That was the last thing Cochrane wanted to hear. “Alien. You mean extraterrestrials. More bad guys?” The effects of the alcohol he’d consumed earlier seemed all at once to multiply. With some effort, he took a seat on a flattened tree stump. He found himself hoping that it had been either these new E.T.s or the zombie cyborgs Riker had spoken of earlier who had been responsible for the destruction of the O’Neill habitats.

Otherwise the blame has to land squarely on me and my goddamned egomaniacal warp-drive project.

“Good guys,” Deanna said. “They’re on a survey mission. They have no interest in Earth. Too primitive.”

“Oh,” Cochrane said. It made sense, given how little remained of human civilization, even though the war itself already lay a decade in the past. Hell, if I were an alien, I wouldn’t even stop off here to take a leak.

Riker approached him, a fervor in his eyes that was both frightening and exhilarating. “Doctor, tomorrow morning when they detect the warp signature from your ship and realize that humans have discovered how to travel faster than light, they decide to alter their course—and make first contact with Earth, right here.”

Cochrane considered the patch of perfectly ordinary ground that surrounded the stump on which he sat. “Here?”

“Actually, over there,” La Forge said, gesturing a short distance to his left.

[148] “It is one of the pivotal moments in human history, Doctor,” Riker continued, pacing as he spoke, moving behind Cochrane. “You get to make first contact with an alien race. And after you do, everything begins to change.”

La Forge approached more closely, looking almost worshipful. “Your theories on warp drive allow fleets of starships to be built, and mankind to start exploring the galaxy.”

“It unites humanity in a way that no one ever thought possible, when they realize they’re not alone in the universe,” said Deanna. “Poverty, disease, war—they’ll all be gone within the next fifty years.”

Riker spoke again. “But unless you make that warp flight tomorrow morning—before eleven-fifteen—none of it will happen.”

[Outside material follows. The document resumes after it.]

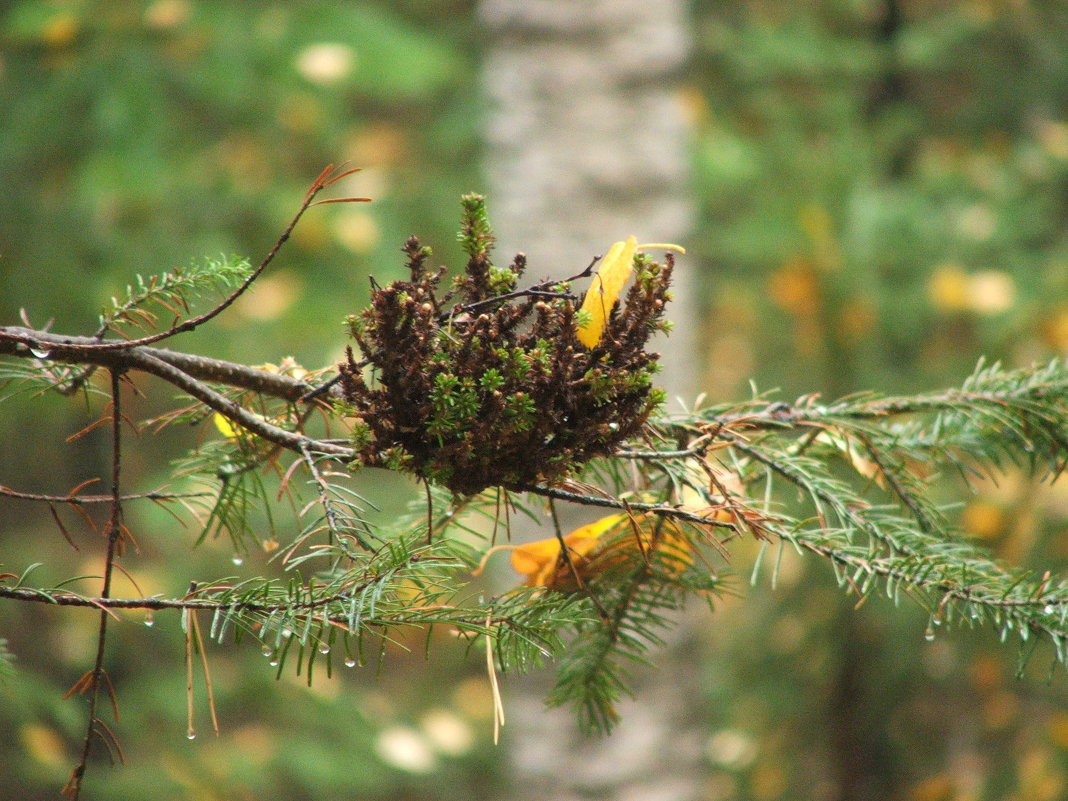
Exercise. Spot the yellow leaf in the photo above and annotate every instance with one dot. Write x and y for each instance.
(612, 276)
(605, 289)
(591, 553)
(224, 426)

They were treating him as though he were the savior of mankind, and it was making him distinctly uncomfortable. And yet ... their story made a bizarre sort of sense. After all, if they really were saboteurs from ECON or some other faction, they could simply have killed him and ended Project Phoenix without having to resort to subterfuge. But they seemed sincere in their stated desire to see him succeed.

Cochrane’s eyes lit from face to face before he spoke again. “And you people—you’re all astronauts, on some kind of star trek.”

La Forge’s expression became grave. For the first time, Cochrane noticed the unnatural-looking blue tint of his irises. “Look, Doc, I know this is a lot for you to take in, but we’re running out of time here. We need your help.”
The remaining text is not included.